Some of the binge-watching I’ve been doing, though, includes watching The Owl House with my tween daughter, and I am here to tell you that it is one of the most progressive television shows I’ve seen.
The premise is this: Luz Noceda is a misfit Dominican-American teen who gets in trouble at school for being a little weird and outside of the box. When her mom sends her to “Reality Check Summer Camp,” she accidentally finds herself in another reality, adjacent to her world, called the Boiling Isles. There she meets a hawker named Eda, who has a sidekick named King (a little bone-cat who fancies himself the King of Demons). Turns out Eda is a witch — a very powerful one at that, and on the run from the shadowy Emperor — and being that Luz is both obsessed with the witches of fantasy novels and has no interest in being sent to what is, effectively, a “conformatorium” in her own world, stays in Eda’s world to learn how to be a witch.
One of the major ways that The Owl House is super progressive is its LBGTQ representation. Luz’s friend, Willow, has two dads and that’s just that. No one remarks on it, and it’s just a thing! There’s also Amity, who starts out as a minor antagonist but eventually develops a crush on Luz and asks her to Grom. Again, this is totally natural and normal and doesn’t present an existential identity crisis for either girl.
Not only does the show present normalized queer relationships, there’s also a subtext of queerness in the discourse of covens and how it is written on both Eda and Luz’s bodies.
In the Boiling Isles, much like at Hogwarts, young witches are sorted into different color-coded witchcraft tracks: plant, abomination, potions, healing, etc. There’s even a direct parody of the Harry Potter universe with a reference to the “choosy hat” that was retired from service after attacking a student. Upon graduating from their schooling, young witches must choose a coven, which will define them as adults and limit the kind of magic they can practice for the rest of their lives.
This dynamic, as articulated in Harry Potter, was summed up thusly by Jon Lovett on a recent episode of Lovett or Leave It:
I really learned from Harry Potter that human beings come from immutable groups and those groups are really important. We should divide children into groups when they’re small, and judge them in perpetuity by those groups. And not allow them to choose their groups, have the groups chosen for them by adults or by a system they can’t understand. And have it dictate the terms of their existence until the day they die. That’s what I took away.
This is precisely the dynamic that both Eda and Luz push back against in the Boiling Isles. Eda is on the run from the Emperor, who wants her to join his coven because she is so very powerful. But Eda, who doesn’t want to participate in the authoritarian coven system, resists, risking her physical freedom in the process.

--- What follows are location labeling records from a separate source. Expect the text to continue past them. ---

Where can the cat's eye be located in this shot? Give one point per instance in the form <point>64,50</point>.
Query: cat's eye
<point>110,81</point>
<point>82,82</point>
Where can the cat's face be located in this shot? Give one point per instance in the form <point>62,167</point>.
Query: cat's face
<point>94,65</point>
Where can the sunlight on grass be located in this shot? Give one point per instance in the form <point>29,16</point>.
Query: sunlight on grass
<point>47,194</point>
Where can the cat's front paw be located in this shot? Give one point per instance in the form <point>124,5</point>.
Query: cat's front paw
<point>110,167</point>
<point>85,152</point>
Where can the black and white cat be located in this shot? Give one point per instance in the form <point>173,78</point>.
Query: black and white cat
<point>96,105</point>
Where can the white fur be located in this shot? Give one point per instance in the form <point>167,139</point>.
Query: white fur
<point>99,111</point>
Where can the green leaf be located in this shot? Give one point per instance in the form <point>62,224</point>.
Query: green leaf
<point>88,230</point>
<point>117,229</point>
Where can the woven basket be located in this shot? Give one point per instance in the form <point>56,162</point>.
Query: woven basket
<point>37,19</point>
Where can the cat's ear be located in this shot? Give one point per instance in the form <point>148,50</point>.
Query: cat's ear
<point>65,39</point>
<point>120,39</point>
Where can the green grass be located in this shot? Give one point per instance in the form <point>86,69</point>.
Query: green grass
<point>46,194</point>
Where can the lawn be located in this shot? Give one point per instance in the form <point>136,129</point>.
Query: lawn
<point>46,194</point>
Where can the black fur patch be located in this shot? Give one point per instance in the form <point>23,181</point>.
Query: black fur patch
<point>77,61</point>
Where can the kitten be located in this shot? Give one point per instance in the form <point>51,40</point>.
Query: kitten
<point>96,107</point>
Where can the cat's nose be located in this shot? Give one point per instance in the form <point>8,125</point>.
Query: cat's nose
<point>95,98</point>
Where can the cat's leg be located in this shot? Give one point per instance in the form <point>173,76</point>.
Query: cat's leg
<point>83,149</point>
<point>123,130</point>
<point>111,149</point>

When Luz starts attending Hexside High, she is dismayed to learn that she must commit to one track and learn only one kind of magic; she wants to learn *all* of the magic! On her first day at Hexside, she is placed in the Potions track by default, and her yellow-accented uniform reflects that assignment. But once she convinces the Headmaster to let her study all tracks of magic, her uniform reflects her all-inclusive fields of study while also gesturing to her overt queer identity (and Eda’s implied one, in that she also practices all forms of magic and lives at the margins as a result):
In addition to the show’s inherent embrace of queerness, it’s also inclusive when it comes to learning differences. Because Luz is a human, she wasn’t born with magical abilities like her peers at Hexside were. As such, she has to find ways to learn magic differently. Her solution is to draw the glyphs that summon the spells used by the witches.
This is a perfect example of adaptive learning, a customized solution that addresses an individual’s unique needs so that they can master the material.
To my mind, this is what really pushes the show’s progressive bona fides over the top. Not only is Luz a queer Latin@, she’s also got learning differences that she overcomes in order to achieve her dream of becoming a witch. But none of this representation is didactic or presented in a Very Special Episode-type way. It’s just part of the narrative, serving to normalize characteristics that would otherwise serve to marginalize folx.
As I sit here and reflect, I’ve actually watched a lot of life-affirming stuff with my daughter this year. First, there was the Babysitter’s Club reboot on Netflix, which also attacked important topics like trans identity and economic equality. Then there was Ted Lasso, which demonstrates the power of optimism and kindness (albeit using colorful language that had me cringing a bit). While I’m sure that all of these were scripted and shot well before These Trying Times (TM), they could not be more appropriate for this cultural moment, if only because they remind us that it’s possible to choose to be good and kind and accepting of people even if they love differently or have less money.
The first season of The Owl House is available on Disney+ and YouTube, and the second season premieres on the Disney Channel in January.